The song that saw America through a tragedy

A few months after "Lightning Crashes" was released, a tragic domestic terrorist bombing in Oklahoma City that killed 168 people at the Alfred P. Murrah Federal Building sent a sense of sadness rippling through America.

A remix of Live's single, created by an Oklahoma City DJ, soon was tied to tributes surrounding the event.

According to A.V. Club, this version "incorporated sound bites from Bill Clinton and Tom Brokaw, as well as fire-engine and ambulance sirens."

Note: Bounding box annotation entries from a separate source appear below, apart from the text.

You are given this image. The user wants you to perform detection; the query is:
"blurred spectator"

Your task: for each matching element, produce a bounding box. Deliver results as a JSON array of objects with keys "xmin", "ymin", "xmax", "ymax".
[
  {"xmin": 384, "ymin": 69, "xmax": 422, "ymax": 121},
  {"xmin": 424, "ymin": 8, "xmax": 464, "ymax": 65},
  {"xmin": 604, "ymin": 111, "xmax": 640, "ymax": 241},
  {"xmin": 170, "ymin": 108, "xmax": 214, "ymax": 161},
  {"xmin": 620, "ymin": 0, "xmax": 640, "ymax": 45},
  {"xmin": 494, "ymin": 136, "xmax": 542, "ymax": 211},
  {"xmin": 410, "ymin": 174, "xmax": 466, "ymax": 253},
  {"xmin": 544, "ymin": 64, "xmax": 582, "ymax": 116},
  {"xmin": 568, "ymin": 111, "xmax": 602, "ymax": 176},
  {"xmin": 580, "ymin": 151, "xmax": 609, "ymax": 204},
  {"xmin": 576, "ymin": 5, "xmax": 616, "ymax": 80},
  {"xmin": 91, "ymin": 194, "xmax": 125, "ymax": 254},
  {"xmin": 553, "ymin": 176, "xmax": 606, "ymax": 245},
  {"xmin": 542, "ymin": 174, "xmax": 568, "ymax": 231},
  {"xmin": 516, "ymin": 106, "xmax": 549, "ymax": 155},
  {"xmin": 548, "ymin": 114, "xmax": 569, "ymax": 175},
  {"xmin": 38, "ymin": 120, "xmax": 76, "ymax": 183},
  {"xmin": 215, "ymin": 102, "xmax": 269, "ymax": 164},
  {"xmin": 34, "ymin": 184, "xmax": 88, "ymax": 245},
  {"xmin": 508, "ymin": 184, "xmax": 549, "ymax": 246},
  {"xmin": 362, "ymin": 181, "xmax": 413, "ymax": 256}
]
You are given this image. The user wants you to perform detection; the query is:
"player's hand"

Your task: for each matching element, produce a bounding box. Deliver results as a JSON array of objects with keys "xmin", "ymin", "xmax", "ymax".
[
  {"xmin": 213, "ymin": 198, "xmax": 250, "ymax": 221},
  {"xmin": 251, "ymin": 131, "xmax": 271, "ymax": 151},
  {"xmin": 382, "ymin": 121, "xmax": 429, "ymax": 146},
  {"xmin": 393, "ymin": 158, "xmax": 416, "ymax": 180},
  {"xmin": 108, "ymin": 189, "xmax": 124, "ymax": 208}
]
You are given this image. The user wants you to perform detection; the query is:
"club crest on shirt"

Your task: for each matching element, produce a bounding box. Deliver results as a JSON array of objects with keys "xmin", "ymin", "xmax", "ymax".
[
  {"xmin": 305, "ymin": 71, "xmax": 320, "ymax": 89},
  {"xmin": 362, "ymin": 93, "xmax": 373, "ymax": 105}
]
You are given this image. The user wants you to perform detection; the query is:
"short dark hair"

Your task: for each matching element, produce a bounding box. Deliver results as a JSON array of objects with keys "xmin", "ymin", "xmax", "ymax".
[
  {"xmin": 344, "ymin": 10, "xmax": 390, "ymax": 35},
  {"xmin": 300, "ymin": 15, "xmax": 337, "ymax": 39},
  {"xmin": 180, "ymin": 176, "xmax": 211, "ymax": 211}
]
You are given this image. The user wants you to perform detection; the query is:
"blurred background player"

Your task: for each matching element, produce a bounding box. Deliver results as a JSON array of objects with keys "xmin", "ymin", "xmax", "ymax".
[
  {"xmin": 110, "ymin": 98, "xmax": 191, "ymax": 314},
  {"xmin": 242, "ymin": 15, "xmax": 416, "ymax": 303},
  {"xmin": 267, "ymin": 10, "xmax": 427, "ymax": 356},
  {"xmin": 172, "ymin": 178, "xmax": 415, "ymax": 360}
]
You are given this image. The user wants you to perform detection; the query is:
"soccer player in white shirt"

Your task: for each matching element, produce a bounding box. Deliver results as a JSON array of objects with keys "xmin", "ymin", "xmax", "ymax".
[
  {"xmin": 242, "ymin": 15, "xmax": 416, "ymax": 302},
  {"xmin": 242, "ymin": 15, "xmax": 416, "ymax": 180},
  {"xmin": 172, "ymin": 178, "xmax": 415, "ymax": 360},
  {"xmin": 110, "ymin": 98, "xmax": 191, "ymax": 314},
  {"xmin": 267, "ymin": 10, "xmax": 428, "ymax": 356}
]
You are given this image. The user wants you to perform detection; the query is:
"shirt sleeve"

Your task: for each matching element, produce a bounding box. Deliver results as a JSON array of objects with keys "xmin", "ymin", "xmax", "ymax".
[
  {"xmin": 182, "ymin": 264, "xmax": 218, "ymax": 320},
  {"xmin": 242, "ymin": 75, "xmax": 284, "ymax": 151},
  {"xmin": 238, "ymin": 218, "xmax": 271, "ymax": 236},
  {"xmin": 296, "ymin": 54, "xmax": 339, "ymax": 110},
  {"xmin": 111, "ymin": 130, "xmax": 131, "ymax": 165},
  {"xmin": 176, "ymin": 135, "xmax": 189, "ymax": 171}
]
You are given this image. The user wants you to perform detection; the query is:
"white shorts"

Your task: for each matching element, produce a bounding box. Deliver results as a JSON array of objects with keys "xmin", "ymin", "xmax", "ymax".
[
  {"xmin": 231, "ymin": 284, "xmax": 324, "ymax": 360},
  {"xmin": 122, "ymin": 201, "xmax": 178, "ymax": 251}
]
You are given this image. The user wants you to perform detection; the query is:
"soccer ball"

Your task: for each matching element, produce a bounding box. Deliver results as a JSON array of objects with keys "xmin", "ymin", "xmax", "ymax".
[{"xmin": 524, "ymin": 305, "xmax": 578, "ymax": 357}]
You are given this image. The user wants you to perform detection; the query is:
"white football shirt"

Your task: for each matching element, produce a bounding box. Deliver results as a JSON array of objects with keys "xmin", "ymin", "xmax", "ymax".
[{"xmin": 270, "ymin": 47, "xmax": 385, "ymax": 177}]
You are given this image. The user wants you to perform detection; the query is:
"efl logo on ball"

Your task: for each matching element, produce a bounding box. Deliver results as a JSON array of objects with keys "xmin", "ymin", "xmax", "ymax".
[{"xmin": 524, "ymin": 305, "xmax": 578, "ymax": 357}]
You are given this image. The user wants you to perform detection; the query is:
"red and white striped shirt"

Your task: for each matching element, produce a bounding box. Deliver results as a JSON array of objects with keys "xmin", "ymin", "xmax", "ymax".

"It sort of became the de facto song [for the bombing]," Gracey said. "It was definitely very bittersweet and surreal and strange to see this impactful event in our country and then have a song that we wrote be associated with it."

The song that resonated with fans

Despite naysayers, Live fully believed "Lightning Crashes" was a great single choice, Gracey said. Still, even they didn't anticipate it resonating with so many people.

"We didn't anticipate that it would have [the] dramatic impact [that] it did," he said.

He said he believes the way the song slowly "builds from starting very quiet to the crescendo that comes at the end" is one of the things that made it stand out.

Kowalczyk said he thinks the lyrics are also a big part of the song's success.

"I think it had a lot to do with the [lyrics] and how I kind of kept it open to interpretation, but it has a lot of meaning to a lot of people," he said.

The song's legacy

Both Live and Kowalczyk are still making music and touring, but that 1995 single remains the one for which they are most known

Kowalczyk split from Live in 2009 and embarked on a solo career. He's been celebrating the 20th anniversary of the release of "Throwing Copper" since last year.

In October, he brought a two-man acoustic-style show to the Whitaker Center. He performed the entire album, including singles "I Alone," "Selling the Drama" and, of course, "Lightning Crashes."

Kowalczyk does not keep in touch with his former band members. In fact, he and his former bandmates were involved in a legal battle in 2010 over the singer branding himself as "Ed Kowalczyk of Live" during a solo tour, according to York Daily Record. The case was eventually settled.

Still, Kowalczyk had many great moment as a part of Live. One of his fondest memories took place in 1995, the same year "Lightning Crashes" was released. About 25,000 people, Live's biggest crowd at that time, saw the band at Hersheypark Stadium.

Gracey said he and the rest of Live are working on a re-recording of their album "Mental Jewelry," which turns 25 in 2016. They are also preparing to tour with Def Leppard in Australia later this month.